Addressing the 5th edition of the Global Fintech Fest here, Das said: “India is now a fast-growing economic powerhouse with an increasingly tech-savvy population. India’s financial sector has witnessed a remarkable transformation, driven among other factors by the FinTech sector.”
Setting the priorities for India@100, the RBI Governor said that this journey will be marked by dynamic shifts in technology, regulation, geopolitics and societal expectations. Financial institutions and FinTech startups alike must, therefore, adapt swiftly, leveraging agile strategies and robust frameworks to capitalise on the new opportunities while mitigating the connected risks.
He said to build a financial system that serves the broader society, it was essential to give priority to digital financial inclusion. While significant strides have been made in expanding financial inclusion, the evolving landscape demands a shift towards Digital Financial Inclusion (DFI) i.e. promoting secure and digitally-enabled financial services and products for the financially excluded and underserved population.
Digital Financial Inclusion has the unique advantages of scalability and cost-effectiveness. Accordingly, the next two decades will predominantly be about leveraging technology to deliver accessible and tailored financial services that meet diverse needs, he added.
Das said that the second key policy priority would be to further deepen Digital Public Infrastructure (DPI).

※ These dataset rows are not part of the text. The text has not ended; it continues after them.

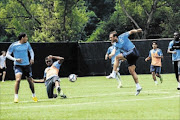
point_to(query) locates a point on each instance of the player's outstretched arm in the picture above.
(148, 58)
(39, 81)
(171, 51)
(135, 31)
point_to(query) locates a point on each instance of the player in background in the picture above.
(130, 54)
(3, 65)
(51, 77)
(174, 49)
(118, 77)
(155, 55)
(22, 65)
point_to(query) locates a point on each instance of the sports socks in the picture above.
(16, 96)
(138, 86)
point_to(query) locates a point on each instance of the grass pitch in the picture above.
(95, 98)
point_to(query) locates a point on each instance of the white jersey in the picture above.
(2, 61)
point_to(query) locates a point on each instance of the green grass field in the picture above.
(95, 98)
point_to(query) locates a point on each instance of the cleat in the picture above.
(119, 86)
(35, 99)
(161, 79)
(138, 91)
(109, 77)
(16, 100)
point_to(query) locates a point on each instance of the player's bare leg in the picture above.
(3, 76)
(31, 85)
(154, 78)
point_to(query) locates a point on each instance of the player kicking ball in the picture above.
(118, 77)
(130, 54)
(155, 55)
(51, 77)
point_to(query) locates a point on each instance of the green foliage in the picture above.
(95, 98)
(45, 20)
(164, 20)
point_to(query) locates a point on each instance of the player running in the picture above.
(130, 54)
(51, 77)
(174, 49)
(155, 55)
(118, 77)
(22, 65)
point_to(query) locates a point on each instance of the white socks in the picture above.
(114, 73)
(138, 86)
(16, 96)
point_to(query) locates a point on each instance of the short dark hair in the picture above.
(154, 42)
(114, 33)
(47, 59)
(21, 35)
(3, 52)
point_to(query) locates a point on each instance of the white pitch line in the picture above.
(85, 96)
(86, 103)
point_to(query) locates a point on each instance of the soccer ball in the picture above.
(72, 77)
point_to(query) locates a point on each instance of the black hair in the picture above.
(21, 35)
(154, 42)
(3, 52)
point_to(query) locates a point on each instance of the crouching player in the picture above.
(118, 77)
(51, 77)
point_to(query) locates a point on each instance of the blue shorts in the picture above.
(156, 69)
(23, 69)
(131, 56)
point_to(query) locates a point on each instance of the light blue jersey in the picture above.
(20, 51)
(176, 56)
(124, 43)
(110, 49)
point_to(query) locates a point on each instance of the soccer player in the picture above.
(22, 65)
(155, 55)
(130, 53)
(118, 77)
(3, 65)
(51, 77)
(174, 49)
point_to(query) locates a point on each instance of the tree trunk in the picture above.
(150, 17)
(31, 16)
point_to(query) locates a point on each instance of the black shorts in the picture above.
(3, 70)
(131, 56)
(50, 84)
(23, 69)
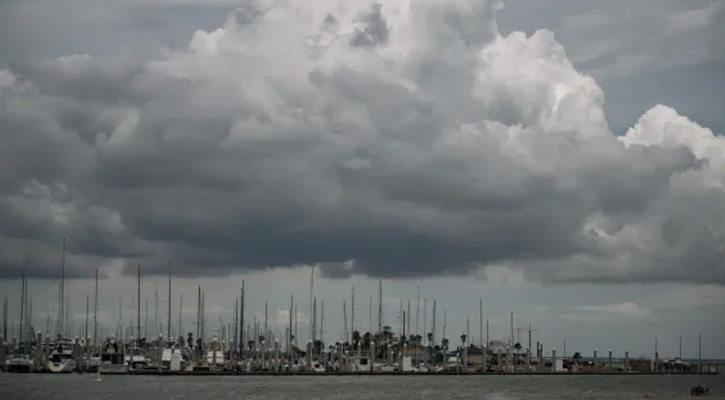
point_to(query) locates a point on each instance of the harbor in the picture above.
(239, 348)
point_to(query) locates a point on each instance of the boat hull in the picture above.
(64, 367)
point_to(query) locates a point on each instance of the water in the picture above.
(80, 387)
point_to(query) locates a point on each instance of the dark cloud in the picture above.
(269, 143)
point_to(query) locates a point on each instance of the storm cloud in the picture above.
(396, 139)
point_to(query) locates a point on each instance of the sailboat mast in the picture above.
(61, 294)
(138, 303)
(95, 314)
(352, 311)
(168, 319)
(88, 306)
(22, 306)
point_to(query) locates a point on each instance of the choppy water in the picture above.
(80, 387)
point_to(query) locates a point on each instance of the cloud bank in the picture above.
(396, 139)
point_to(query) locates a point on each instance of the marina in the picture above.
(255, 349)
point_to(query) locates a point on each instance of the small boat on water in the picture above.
(112, 358)
(172, 357)
(61, 359)
(19, 361)
(136, 358)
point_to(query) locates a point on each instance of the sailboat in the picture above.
(61, 359)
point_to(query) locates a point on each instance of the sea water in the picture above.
(115, 387)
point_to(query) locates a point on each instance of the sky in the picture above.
(562, 160)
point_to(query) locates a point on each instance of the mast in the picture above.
(408, 320)
(95, 313)
(480, 323)
(5, 319)
(155, 331)
(295, 324)
(181, 307)
(370, 314)
(314, 319)
(289, 332)
(241, 320)
(417, 310)
(322, 323)
(344, 318)
(138, 304)
(312, 306)
(168, 321)
(425, 319)
(433, 327)
(21, 334)
(88, 307)
(61, 294)
(512, 329)
(198, 313)
(380, 306)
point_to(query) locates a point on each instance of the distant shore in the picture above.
(333, 373)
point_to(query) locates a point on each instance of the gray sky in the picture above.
(560, 159)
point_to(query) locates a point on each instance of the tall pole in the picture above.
(312, 306)
(181, 307)
(95, 313)
(407, 321)
(699, 352)
(425, 318)
(512, 329)
(480, 323)
(314, 319)
(241, 321)
(156, 306)
(61, 294)
(168, 320)
(198, 313)
(433, 327)
(322, 323)
(370, 314)
(88, 307)
(289, 334)
(344, 319)
(417, 310)
(22, 306)
(352, 311)
(5, 319)
(138, 304)
(487, 337)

DPI which encompasses frameworks like Digital Identity (Aadhaar), universal fast retail payments (UPI) and targeted payment solutions like platform for bill payments, will enhance the efficacy of the financial system in general. They would be key tools to promote interoperability, transparency and cost-effectiveness. New DPIs could address emerging challenges such as fraud, cyber threats, data privacy and other concerns. They could also support the integration of advanced technologies like blockchain and AI to enhance security and efficiency in financial services.

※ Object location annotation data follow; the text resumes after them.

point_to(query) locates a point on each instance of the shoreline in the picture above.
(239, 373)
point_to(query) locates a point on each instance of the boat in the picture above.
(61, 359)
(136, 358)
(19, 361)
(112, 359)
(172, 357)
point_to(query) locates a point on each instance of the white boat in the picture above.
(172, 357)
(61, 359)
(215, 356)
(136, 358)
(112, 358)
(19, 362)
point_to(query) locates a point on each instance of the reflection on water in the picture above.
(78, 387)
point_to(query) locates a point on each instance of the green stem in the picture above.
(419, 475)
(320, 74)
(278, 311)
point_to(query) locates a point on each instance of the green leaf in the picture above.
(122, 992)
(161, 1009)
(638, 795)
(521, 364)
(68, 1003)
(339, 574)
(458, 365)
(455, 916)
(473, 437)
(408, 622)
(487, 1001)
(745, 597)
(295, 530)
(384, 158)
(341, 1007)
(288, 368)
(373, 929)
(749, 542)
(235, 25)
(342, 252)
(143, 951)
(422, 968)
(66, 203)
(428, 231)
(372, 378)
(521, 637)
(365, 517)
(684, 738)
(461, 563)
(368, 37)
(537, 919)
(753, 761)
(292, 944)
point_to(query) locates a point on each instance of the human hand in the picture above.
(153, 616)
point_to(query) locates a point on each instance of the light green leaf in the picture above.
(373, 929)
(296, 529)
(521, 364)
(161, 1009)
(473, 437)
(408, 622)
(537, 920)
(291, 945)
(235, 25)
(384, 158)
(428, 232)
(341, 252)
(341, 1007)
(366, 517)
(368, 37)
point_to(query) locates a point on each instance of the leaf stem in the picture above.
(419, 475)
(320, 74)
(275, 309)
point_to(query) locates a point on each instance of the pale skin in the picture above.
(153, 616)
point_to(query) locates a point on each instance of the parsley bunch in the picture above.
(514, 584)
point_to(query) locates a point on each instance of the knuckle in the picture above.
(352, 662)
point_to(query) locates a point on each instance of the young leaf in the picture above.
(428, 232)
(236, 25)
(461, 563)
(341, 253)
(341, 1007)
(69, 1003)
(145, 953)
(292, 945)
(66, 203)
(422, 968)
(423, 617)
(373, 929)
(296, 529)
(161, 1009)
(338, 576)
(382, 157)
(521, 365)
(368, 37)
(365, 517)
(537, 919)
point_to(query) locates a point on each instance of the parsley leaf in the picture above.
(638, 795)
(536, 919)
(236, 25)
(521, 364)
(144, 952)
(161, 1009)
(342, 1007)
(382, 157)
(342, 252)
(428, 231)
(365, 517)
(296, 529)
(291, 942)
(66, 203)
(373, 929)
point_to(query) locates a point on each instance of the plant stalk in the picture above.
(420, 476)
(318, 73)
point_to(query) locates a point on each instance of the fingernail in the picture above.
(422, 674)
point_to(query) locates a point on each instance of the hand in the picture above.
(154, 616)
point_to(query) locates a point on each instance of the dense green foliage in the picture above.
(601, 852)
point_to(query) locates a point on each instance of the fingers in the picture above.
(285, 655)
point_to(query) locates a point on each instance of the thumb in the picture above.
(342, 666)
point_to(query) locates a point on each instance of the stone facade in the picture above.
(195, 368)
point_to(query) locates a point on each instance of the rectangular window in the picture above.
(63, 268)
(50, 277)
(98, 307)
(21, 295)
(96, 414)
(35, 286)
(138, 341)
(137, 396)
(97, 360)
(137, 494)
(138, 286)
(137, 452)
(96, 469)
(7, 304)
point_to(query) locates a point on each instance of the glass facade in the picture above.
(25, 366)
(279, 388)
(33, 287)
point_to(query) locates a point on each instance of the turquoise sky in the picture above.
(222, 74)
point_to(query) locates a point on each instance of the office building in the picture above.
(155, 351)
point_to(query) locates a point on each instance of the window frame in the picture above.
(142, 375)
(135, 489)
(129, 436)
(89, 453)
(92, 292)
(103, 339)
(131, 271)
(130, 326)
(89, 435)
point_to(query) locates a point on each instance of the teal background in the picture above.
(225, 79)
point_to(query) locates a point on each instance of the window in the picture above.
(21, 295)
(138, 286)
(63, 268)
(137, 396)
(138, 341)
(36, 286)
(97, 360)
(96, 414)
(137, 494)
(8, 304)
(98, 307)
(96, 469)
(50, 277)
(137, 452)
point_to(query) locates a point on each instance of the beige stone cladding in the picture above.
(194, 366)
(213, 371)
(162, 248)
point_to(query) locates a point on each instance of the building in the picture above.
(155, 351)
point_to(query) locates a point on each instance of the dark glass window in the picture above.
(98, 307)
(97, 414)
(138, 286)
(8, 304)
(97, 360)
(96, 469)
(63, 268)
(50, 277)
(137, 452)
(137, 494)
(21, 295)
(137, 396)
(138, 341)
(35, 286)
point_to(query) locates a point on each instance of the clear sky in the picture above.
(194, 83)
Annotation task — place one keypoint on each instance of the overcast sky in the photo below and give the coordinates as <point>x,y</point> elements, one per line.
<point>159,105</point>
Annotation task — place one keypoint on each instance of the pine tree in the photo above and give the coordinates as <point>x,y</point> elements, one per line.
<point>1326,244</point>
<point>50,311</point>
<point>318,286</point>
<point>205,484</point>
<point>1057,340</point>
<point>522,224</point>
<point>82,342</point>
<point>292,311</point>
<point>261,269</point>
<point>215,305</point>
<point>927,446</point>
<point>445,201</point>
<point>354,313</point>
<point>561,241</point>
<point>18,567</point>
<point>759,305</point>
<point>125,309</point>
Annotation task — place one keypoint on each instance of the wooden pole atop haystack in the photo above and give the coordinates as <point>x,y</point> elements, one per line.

Continuous innovation is crucial in harnessing technological advancements and maintaining a competitive edge in the global financial landscape, he stressed. “One significant initiative in this direction is the Reserve Bank’s pilot on Unified Lending Interface (ULI),” the RBI Governor added.
He also underscored the need to ensure robust consumer protection which is crucial for upholding trust in the financial system.
“As consumers are increasingly relying on digital financial services, their expectations for personalised, efficient and seamless experience are also growing. Alongside traditional risks such as mis-selling and fraud, new manifestations of consumer risks such as data privacy and security breaches have emerged with the advent of new technologies. Leveraging technology for real-time monitoring and ensuring regulatory compliance will be essential to address these challenges effectively,” Das pointed out.